Pronti, via: fra ambasciate, consolati e istituti di cultura, fra qualche settimana inizieranno a chiudere i battenti circa 40 sedi in tutto il mondo. Le chiusure interessano in particolar modo il Nord e Centro America e l’Europa. Va avanti dunque la “razionalizzazione” della rete consolare iniziata durante il governo Prodi e che questo esecutivo, sempre a guida Pd, non ha avuto il coraggio né la saggezza – probabilmente nemmeno la minima intenzione -, se non di sospendere, almeno di rivedere.

Federica Mogherini, titolare della Farnesina, come annunciato da ItaliaChiamaItalia nelle scorse ore, ha firmato i decreti di chiusura. Presto potremo dunque dire addio, per esempio, all’Ambasciata d’Italia a Santo Domingo, o al Consolato italiano a San Gallo, a quello di Spalato, al Consolato Generale a Tripoli, allo sportello consolare a Grenoble, oppure all’Istituto di Cultura a Lussemburgo o Salonicco.

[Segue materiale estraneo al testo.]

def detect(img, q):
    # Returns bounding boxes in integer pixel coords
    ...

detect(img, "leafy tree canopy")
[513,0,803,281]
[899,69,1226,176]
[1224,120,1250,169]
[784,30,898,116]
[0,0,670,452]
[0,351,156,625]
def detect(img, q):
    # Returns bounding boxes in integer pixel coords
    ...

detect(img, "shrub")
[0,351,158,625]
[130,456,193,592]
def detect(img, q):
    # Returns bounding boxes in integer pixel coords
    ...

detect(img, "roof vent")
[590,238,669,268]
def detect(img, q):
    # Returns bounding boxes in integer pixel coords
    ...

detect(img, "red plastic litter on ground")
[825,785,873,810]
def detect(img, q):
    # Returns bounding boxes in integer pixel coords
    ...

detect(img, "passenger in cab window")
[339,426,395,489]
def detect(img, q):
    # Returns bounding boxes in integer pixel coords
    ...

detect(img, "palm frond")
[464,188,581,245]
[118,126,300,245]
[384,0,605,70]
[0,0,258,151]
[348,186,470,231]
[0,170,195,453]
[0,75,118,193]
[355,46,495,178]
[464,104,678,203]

La spending review non ha pietà di nessuno, nemmeno di quegli italiani residenti all’estero che tanto hanno fatto per il proprio Paese – dire che sono loro i veri ambasciatori dell’Italia nel mondo non è vecchia retorica, ma la pura verità – e che ora proprio dall’Italia si vedono chiudere le porte in faccia. A noi, che ci occupiamo di emigrazione e di italiani nel mondo da anni, certe scelte del ministero degli Esteri sembrano davvero incomprensibili. D’accordo, non si può mica dare ad ogni italiano all’estero un consolato sotto casa: ma chiudere sedi come quella di Santo Domingo, solo per fare un esempio, l’unica ambasciata italiana nei Caraibi, vuol dire essere ciechi di fronte a un mondo e a una emigrazione che cambia (leggi Ecco perché è folle chiudere l’Ambasciata d’Italia a Santo Domingo).

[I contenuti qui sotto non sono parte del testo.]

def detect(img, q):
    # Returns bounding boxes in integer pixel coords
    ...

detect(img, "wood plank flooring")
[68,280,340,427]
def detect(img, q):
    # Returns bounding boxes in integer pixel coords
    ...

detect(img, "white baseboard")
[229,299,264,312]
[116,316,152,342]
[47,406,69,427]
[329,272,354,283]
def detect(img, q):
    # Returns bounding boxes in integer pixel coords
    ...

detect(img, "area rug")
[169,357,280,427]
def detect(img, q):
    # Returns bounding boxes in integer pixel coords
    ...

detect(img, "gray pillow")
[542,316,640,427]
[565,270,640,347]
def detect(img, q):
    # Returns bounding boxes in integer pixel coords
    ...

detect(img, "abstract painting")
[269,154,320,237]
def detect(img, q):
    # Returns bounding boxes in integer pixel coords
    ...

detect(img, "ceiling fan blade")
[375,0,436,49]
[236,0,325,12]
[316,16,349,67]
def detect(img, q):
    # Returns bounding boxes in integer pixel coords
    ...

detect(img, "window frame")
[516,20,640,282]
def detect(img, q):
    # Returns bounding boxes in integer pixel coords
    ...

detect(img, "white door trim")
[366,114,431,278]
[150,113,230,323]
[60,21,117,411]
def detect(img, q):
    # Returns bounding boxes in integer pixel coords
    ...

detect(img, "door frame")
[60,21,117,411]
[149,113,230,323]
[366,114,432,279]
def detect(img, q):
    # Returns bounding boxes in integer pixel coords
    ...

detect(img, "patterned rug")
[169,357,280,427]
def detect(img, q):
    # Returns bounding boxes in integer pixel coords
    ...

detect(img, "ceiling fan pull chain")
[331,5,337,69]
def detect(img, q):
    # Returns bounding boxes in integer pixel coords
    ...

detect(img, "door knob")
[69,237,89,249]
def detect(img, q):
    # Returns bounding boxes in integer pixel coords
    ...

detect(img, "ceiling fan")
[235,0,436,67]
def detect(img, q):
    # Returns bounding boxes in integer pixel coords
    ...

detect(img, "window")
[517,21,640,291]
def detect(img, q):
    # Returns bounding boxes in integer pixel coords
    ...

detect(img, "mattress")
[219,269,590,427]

Gli eletti all’estero ancora una volta non possono essere esenti da responsabilità. Se avessero fatto di più, se avessero saputo battere i pugni sul tavolo con maggiore forza, se ci avessero creduto davvero, se…

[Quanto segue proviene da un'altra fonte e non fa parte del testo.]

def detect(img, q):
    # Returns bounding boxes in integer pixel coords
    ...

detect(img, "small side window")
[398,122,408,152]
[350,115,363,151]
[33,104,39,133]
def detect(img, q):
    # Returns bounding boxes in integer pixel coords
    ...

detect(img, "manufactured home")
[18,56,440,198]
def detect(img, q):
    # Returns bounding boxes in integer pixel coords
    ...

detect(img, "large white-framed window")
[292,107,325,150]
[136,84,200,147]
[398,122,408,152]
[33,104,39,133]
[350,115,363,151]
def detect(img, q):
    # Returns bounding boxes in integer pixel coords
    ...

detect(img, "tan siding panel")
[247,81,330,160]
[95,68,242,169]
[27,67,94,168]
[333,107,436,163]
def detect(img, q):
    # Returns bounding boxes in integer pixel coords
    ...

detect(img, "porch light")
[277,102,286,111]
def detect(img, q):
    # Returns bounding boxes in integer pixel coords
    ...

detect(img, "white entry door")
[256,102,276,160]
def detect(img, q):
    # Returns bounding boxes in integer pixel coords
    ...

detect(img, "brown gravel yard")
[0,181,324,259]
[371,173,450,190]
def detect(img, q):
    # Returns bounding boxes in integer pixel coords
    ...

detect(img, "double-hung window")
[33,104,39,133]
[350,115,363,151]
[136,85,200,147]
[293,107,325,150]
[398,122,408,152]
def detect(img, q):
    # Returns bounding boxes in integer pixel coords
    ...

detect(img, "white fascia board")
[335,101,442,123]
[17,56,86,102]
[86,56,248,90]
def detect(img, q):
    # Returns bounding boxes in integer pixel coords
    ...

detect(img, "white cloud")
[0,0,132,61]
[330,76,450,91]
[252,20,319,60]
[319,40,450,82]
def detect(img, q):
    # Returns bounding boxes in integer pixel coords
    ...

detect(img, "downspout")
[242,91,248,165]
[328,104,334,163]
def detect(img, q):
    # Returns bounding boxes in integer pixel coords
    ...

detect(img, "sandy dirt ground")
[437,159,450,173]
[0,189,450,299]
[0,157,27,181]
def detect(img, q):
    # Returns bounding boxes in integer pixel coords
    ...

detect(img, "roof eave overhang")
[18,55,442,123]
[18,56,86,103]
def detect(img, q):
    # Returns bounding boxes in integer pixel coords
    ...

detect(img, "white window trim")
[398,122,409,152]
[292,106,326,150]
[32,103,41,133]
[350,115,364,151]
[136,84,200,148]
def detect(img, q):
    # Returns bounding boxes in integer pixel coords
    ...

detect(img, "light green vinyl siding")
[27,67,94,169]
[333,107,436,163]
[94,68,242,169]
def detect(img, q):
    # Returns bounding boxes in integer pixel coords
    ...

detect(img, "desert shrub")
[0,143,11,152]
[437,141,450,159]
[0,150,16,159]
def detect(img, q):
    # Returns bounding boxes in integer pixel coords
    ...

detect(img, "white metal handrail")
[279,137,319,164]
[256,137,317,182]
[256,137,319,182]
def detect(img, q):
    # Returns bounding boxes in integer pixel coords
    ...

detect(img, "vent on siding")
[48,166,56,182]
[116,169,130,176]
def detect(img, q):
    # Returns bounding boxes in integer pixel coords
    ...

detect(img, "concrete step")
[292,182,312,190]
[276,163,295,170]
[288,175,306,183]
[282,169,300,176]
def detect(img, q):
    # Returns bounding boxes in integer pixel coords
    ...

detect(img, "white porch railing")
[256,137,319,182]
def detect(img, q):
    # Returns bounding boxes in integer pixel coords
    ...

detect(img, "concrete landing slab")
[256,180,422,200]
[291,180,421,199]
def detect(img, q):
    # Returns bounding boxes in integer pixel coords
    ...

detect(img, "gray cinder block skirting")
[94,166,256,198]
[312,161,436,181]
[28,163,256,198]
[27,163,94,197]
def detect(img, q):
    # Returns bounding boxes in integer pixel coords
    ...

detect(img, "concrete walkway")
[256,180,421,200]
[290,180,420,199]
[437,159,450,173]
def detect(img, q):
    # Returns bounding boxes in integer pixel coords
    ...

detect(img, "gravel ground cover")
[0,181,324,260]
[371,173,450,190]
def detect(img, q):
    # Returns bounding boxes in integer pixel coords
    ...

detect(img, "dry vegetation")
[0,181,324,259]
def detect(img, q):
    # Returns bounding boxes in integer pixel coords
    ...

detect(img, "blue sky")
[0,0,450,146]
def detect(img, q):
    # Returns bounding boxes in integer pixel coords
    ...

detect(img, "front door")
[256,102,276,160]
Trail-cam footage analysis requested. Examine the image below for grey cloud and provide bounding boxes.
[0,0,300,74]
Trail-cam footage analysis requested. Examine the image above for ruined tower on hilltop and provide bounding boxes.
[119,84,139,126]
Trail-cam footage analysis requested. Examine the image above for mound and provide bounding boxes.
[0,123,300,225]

Forse non tutto è perduto. Forse. Aldo Di Biagio, senatore eletto nella ripartizione estera Europa, vede come “un fulmine a ciel sereno” lo “sprint finale sulle chiusure” da parte della Farnesina, e spiega: “A questo punto credo che sia urgente portare la questione in Parlamento prima che il decreto diventi pienamente esecutivo; al momento é pendente una richiesta di confronto presso il Mae". Il confronto finora non c’è stato, fino ad oggi la Farnesina del confronto se n’è sempre fregata. Cambierà qualcosa? Si porti pure la questione in Parlamento, caro Aldo, cari eletti all’estero tutti, ma una volta fatto questo si sappia anche avere la forza necessaria per fare capire al governo che certe chiusure vanno sospese una volta per tutte. Voi, cari 18, questa forza l’avete?